Questo mi chiedevo, mentre stringevo quelle mani rugose. Mani che avevano stretto, abbracciato, scritto, costruito, fatto l’amore. Mani piene di storia, spesso una storia sconosciuta ma non per questo meno affascinante e meno degna di altre di essere conosciuta. Una storia che dovevo conoscere. Era forse questa la ragione che mi spingeva oltre la ragione? L’insieme dei pensieri continuavano ad affollare la mia mente senza soluzione di continuità.
Guardavo negli occhi Camilla mentre le tenevo le mani e forse non riuscivo molto bene a nascondere la mia agitazione: questo virus stava colpendo negli affetti più cari tantissime persone, in modo subdolo, spietato, senza concedere loro neppure l’ultimo saluto.
La mia preoccupazione doveva essere molto evidente. Camilla mi strinse le mani mentre i suoi occhi grandi, di un marrone scuro intenso, lucido, mi guardavano nelle profondità dell’anima. Fu solo un attimo ma, per la prima volta, mi sentii nuda, senza difese e bisognosa, io, di assistenza. La sua mano strinse la mia, avvolgendola di calore. Un calore intenso che si propagò in un attimo per ogni dove del mio essere. Un calore rassicurante e intenso, un calore di cui avevo bisogno. Rialzai gli occhi. Un tempo enorme era trascorso dal mio arrivo lì, da quando mi ero sistemata vicino a Camilla. Ricordavo tutto. I miei pensieri…. il virus… Guardai negli occhi Camilla e mi trasmise una sensazione immensa di serenità.

“Sei preoccupata per il virus? Hai visto quanti contagi?” – mi disse con un sorriso splendente che incorniciava quel volto antico ma non invecchiato.
“Hai paura? Pensi che non troveranno presto la cura? – mi incalzò ulteriormente.
“Si, Camilla. Ho paura che non riusciremo a vincerla presto questa battaglia, nonostante tutti gli sforzi, credo proprio che questa battaglia sarà lunga e con molte nostre sconfitte prima di vincere la guerra!” – risposi quasi di getto.

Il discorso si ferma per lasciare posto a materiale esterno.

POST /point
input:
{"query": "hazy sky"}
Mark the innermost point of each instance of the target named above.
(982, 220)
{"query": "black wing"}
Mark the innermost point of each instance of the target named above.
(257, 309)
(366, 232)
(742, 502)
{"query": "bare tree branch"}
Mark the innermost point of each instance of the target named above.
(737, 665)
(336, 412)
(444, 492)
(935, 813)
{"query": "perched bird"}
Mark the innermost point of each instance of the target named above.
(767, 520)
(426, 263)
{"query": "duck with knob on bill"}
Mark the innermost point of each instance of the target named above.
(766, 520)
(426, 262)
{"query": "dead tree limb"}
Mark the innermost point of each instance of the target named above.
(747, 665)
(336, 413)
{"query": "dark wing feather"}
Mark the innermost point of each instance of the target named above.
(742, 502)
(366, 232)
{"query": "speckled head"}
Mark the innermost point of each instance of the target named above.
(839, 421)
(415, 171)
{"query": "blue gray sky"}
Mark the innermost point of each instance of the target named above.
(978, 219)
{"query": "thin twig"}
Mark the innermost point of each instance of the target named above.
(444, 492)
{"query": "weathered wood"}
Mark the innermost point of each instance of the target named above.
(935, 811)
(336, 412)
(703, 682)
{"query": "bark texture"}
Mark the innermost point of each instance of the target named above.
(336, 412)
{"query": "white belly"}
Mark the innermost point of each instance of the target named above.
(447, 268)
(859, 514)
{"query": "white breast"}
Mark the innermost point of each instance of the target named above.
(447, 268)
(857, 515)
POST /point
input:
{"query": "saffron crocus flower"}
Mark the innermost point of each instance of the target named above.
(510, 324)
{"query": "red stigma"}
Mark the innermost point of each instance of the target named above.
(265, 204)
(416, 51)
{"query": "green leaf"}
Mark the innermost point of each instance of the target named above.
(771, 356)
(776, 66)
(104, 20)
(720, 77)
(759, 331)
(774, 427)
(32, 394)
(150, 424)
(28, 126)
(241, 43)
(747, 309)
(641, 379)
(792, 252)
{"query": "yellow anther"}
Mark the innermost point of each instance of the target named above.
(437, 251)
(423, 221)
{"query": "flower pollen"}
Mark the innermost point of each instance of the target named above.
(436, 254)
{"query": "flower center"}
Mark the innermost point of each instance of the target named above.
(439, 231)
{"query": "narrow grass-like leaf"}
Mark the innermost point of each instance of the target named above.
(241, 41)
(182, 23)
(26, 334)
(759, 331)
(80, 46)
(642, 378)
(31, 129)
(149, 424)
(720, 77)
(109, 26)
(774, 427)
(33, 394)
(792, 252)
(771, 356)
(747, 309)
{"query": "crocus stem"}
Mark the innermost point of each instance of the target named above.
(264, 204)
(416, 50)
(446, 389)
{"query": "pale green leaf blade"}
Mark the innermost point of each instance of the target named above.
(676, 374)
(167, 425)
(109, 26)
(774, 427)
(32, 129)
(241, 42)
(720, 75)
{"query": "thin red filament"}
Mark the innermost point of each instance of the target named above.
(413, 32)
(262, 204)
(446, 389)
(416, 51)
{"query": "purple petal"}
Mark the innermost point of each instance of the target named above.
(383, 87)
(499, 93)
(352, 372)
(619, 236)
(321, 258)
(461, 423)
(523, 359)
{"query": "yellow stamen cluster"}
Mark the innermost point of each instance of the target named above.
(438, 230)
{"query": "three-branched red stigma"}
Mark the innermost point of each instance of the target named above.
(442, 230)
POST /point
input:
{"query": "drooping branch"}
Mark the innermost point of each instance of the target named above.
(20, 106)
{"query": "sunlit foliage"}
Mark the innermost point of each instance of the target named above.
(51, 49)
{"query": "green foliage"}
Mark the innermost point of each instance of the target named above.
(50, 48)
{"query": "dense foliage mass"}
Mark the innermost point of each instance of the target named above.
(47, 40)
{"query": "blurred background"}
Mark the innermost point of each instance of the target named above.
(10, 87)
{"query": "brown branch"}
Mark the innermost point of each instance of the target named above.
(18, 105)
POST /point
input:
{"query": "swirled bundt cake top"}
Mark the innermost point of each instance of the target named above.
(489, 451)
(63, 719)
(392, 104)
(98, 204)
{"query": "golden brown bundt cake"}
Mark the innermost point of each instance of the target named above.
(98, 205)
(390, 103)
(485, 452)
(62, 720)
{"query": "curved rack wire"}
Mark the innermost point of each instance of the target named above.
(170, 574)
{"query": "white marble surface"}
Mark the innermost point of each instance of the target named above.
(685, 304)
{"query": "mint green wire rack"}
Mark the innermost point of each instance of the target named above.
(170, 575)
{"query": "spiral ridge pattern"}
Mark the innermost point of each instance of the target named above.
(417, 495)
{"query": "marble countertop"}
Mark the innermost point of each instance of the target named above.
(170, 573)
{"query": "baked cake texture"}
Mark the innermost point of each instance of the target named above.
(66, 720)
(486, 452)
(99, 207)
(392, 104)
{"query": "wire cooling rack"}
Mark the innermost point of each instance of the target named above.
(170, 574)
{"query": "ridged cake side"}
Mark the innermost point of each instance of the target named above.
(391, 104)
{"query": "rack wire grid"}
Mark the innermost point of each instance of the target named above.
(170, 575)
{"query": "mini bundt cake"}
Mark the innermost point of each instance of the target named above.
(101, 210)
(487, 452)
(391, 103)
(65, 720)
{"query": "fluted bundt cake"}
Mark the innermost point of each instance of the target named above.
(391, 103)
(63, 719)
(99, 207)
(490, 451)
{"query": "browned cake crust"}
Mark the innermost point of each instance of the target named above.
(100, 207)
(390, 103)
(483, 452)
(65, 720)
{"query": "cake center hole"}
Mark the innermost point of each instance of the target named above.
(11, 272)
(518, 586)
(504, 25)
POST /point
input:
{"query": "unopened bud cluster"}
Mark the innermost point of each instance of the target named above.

“Davvero pensi questo? Ma che dici? Ma non ti accorgi che il virus ha già perso e non può farci più male di quello in cui incapperà ancora qualcuno di noi… i più sfortunati?” – mi disse tutto con una luce intensa negli occhi, una luce che li faceva risplendere nella penombra.
Come puoi pensare una cosa del genere? Non hai sentito i notiziari? Non sai nulla di quel che accade? E’ già tanto che io possa ancora essere qui!” – dissi tutto di un fiato, senza neppure riflettere un attimo su qualcosa che mi pareva evidente.
“Non è così!” – rispose – “il virus ha già perso la sua battaglia e tu ne sei la dimostrazione! Non ti rendi conto?” – disse mostrando una serenità invidiabile. “Io, In che modo?” – chiesi. “La tua presenza qui è la vittoria sul virus! Non è riuscito a tenerci lontane! Hai paura come tutte le persone, perché sei umana! Ma, nonostante la tua paura, tu oggi sei venuta qui, incurante della tua condizione ma pienamente conscia della mia, che ti stavo aspettando! Il virus ha perso, non è riuscito ad allontanarci, nonostante ce la stia mettendo tutta. Ha solo i giorni contati, più o meno, ma non può vincere.” La guardai ancora, in quegli occhi sapienti e vi lessi quel che stavo pensando: “finché ci sarà un briciolo d’amore, nulla riuscirà a vincere l’essere umano, perché l’amore lo rende indomabile e perseverante oltre il proprio essere fisico.” Questa certezza così evidente e dimenticata mi rasserenò e abbandonai quel senso di angoscia e di oppressione che mi comprimeva l’animo.

La sera, mentre tornavo a casa, sorridevo pensando al fatto che tutto era così semplice, chiaro, lineare: siamo fatti solamente d’amore, per essere immortali.